Even though it’s been a few years since I had the opportunity to drive the original Niro, I still remember it as a thoroughly competent and efficient, bang-for-your-buck daily driver. To see whether this one improves on the formula, I took the new 2023 Kia Niro for a road trip over the Rocky Mountains from Boulder to Grand Junction, Colorado — a 600-mile road trip to test its livability as well as the HEV’s biggest selling point: its fuel economy.

On paper, things look promising.

The 2023 Kia Niro is rated up to 54 mpg on the highway in its base LX trim, with higher versions like the SX Touring I drove managing 53 City / 45 Highway / 53 Combined mpg according to EPA ratings. Unlike other hybrids that yoke the gas engine and electric motor to a CVT, the Niro also gets a 6-speed dual-clutch automatic across the range.

The base Hybrid (HEV) model comes with a 139-horsepower, 1.6-liter four-cylinder engine just like before. Whether that’s enough power for you depends on your own preferences and where you live (more on that below), but compromising on power gets you the most fuel efficient vehicle Kia currently makes. Stepping up to the pricier plug-in hybrid gets you a heartier 180 horsepower, while adding in a larger 11.1-kWh battery that allows you to drive about 33 miles on electricity alone.

Pricing for the 2023 Kia Niro Hybrid starts at $27,915 including destination for the base LX model. The EX and EX Touring add on more creature comforts, while the SX and SX Touring offer sportier styling by way of extra gloss black trim, with the latter topping out the range with bells and whistles like LED projector headlights, a power liftgate, ventilated leather seats (they’re ‘vegan’ leather, for what that’s worth to you) and a heated steering wheel.

The plug-in hybrid starts off at $35,165 for the EX trim, with the fully-loaded SX Touring being the only other trim option on the PHEV. As before, Kia also launched a new version of the Niro EV, but we’ll cover that in a separate review once we get the opportunity to try it out.

Taking in the new look

One complaint I had with the old Niro — and a lot of past-decade Kias, for that matter — is the fairly anonymous styling. Clearly, the Korean automaker is working to break out of that box with its most recent models. The electric EV6 and EV9 are probably the boldest examples of the company’s new design direction, but it’s good to see they aren’t forgetting about the relatively humble Niro. Alongside the ever-funky Soul, the Niro’s new look gets people talking, whether it’s about the exterior or interior.

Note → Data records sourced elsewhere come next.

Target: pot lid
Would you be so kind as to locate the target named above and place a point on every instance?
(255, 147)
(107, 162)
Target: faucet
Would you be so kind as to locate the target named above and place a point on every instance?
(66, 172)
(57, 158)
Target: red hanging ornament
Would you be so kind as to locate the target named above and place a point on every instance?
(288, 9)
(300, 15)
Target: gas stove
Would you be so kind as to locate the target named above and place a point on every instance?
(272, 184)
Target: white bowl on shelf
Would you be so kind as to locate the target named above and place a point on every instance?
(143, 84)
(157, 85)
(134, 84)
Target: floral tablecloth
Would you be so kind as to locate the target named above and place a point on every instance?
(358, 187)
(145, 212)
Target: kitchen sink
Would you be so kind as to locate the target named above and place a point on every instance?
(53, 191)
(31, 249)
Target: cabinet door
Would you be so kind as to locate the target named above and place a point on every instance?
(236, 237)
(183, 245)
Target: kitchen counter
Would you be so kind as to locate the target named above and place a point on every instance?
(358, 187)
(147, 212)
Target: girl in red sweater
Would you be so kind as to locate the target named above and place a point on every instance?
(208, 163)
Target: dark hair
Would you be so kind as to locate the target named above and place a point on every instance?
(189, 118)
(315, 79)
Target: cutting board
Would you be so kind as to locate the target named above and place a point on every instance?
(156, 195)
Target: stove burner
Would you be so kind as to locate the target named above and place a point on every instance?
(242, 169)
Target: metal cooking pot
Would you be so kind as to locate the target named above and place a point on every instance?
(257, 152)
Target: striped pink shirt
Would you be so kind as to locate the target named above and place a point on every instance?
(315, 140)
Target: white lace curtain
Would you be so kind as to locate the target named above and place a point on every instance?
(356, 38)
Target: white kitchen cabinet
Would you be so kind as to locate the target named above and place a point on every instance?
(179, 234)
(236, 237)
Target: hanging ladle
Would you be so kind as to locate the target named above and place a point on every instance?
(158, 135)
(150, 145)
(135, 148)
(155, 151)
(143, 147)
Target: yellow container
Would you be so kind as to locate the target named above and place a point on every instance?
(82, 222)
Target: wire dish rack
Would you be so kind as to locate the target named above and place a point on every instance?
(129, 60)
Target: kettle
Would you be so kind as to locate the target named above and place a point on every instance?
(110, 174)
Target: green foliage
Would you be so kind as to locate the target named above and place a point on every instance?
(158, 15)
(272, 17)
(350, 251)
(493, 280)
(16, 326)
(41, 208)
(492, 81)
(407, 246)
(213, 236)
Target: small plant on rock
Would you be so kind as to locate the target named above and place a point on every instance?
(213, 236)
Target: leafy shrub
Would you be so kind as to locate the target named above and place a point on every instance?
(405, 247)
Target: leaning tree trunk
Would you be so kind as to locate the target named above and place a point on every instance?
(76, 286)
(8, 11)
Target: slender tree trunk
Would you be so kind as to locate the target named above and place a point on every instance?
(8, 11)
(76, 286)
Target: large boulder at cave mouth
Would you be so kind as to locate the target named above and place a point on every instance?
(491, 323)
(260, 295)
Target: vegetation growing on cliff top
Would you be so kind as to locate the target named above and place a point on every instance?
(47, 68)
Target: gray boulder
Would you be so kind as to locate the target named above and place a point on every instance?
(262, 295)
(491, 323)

You’re starting to see more second-generation Niros out in the wild, and this certainly catches my eye more than your run-of-the-mill CR-V or RAV4 would. Those cars look absolutely fine, but they don’t quite hit the same level of distinctive as Kia’s gone for here (as well as with the larger Sportage). Think about it: Would you rather walk out to this every morning or a Corolla Cross?

The 2023 Kia Niro has a smart interior…with a few quirks

In the time I drove the redesigned Niro, I definitely warmed to the exterior design more than I ever did the old one. Fortunately, as I hit the road for my 600-mile trip, the interior impressed me as well. I like the dual-screen cluster and infotainment layout, with a central 4.2-inch TFT screen displaying important driving information. The 10.25-inch infotainment screen, for its part, comes standard on all but the base LX, but you still get an 8-inch screen with that model. The dual-spoke steering wheel (à la EV6) is also a nice touch, and the Niro offers an intuitive layout for most of your commonly used controls. Most.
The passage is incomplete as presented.